Meno istruiti, più poveri. Anche il livello d’istruzione fa la sua parte: il 33,8% degli italiani che fa parte del campione ha la licenza media inferiore, il 23,9% la licenza elementare, solo l’1,4% la laurea. Che però salva meno gli stranieri dalla povertà: infatti è laureato il 6,7% degli stranieri poveri.
I poveri sono operai… L’81,6%o degli assistiti dal Banco Alimentare è costituito da operai; solo il 6,9% da impiegati, l’8% da lavoratori autonomi, il 3,4% da altre tipologie. “Si tratta soprattutto di occupati in modo stabile o occasionale, con bassa retribuzione, i cosiddetti working poor”, spiega Rovati. Solo il 31,7% ha una casa in proprietà, e il 57,4% vive in affitto. Ma c’è anche un 7,9% che vive nei dormitori e un 3% che dorme dove capita.
I sogni? Andare dal dentista! Le famiglie con la spesa ridotta all’osso per il cibo hanno difficoltà soprattutto a pagare le bollette (25,7%), e le spese condominiali (20,8%). E hanno dei sogni nel cassetto che alle famiglie abbienti potrebbero apparire modesti: il 40,6%, se avesse 1000 euro al mese in più rispetto alle normali entrate, li impiegherebbe per l’acquisto “di alimentari di qualità”, e una percentuale equivalente “per cure mediche-dentistiche”. Soltanto un modesto 19,8% li spenderebbe per un viaggio, un 6,9% per cure termali e un 4% in beni di lusso (orologio, gioielli, arredamento).
“Vorrei un abito nuovo”. C’è poi un 58,4% che ha scelto la voce ‘altro’: “All’interno di questa categoria – dice Rovati – ci sono soprattutto il pagamento dei debiti contratti per un matrimonio o per dei funerali, ma anche risposte tipo ‘per comprare più libri a mia figlia’. E qualcuno vorrebbe dei vestiti ‘nuovi’, visto che di solito li ha di seconda mano, per via delle donazioni. Infatti non è difficile trovare qualcosa per vestirsi, anche per i più poveri.
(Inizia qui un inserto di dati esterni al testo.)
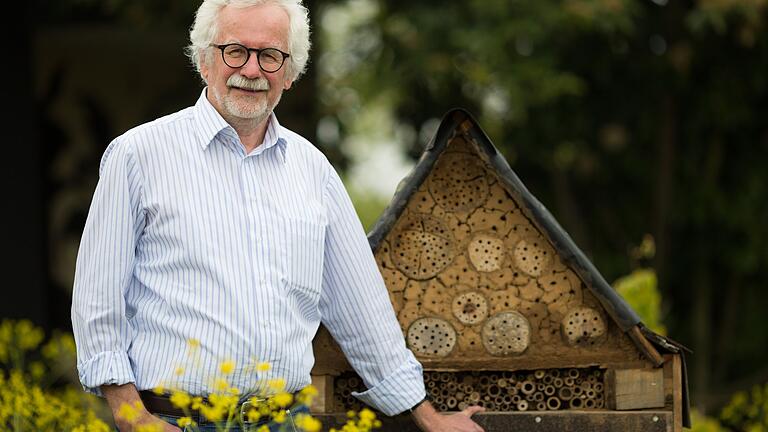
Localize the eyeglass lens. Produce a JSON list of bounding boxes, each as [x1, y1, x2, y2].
[[223, 44, 285, 72]]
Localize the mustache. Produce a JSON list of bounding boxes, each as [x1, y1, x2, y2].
[[227, 74, 269, 91]]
Il problema, soprattutto per chi ha dei figli che vanno a scuola, è l’esigenza di renderli presentabili senza perdere completamente la faccia con vicini o conoscenti. I minori che vivono in famiglie povere subiscono più di un’umiliazione, oltre a quella materiale anche quella simbolica: non riuscire ad essere simile agli altri”.
In casa non mancano frigo e cellulare. Quando si guarda però ai beni durevoli posseduti dalle famiglie povere, il frigorifero (90,1%) è quasi raggiunto dal telefono cellulare (83,2%), mentre scarseggiano elettrodomestici quasi ‘voluttuari’ come lo stereo (33,7%), il videoregistratore (20,8%), la macchina per caffé espresso (11,9%) e la tv digitale o il decoder della tv digitale (7,9%). “Certo anche le famiglie più povere non mancano di beni tecnologici. Molti, risulta dai nostri colloqui, si sono indebitati, oppure li hanno presi al discount o li hanno avuto in dono dalla parrocchia o dal centro di assistenza”, dice il professor Rovati.
Mai ristorante, dolci e pizza. Cosa mangiano e cosa non mangiano le famiglie povere in Italia? I grandi assenti dalla loro tavola sono dolci e pizza, anche perché non si va a mangiare fuori. Le famiglie “alimentarmente povere” spendono in media 6,53 euro al mese per pasti fuori casa, contro gli 80 delle famiglie “non alimentarmente povere” (rielaborazione dei ricercatori da dati Istat, ndr). Decisive le differenze nella spesa per gelati e dolciumi (11,93 euro contro 44,89), carni e salumi (35 contro 100 euro), frutta (14,44 contro 41,44), pesce (10,26 contro 39,76). Ma anche sul pane e i cereali le famiglie benestanti spendono oltre il doppio di quelle povere (62,86 contro 28,85).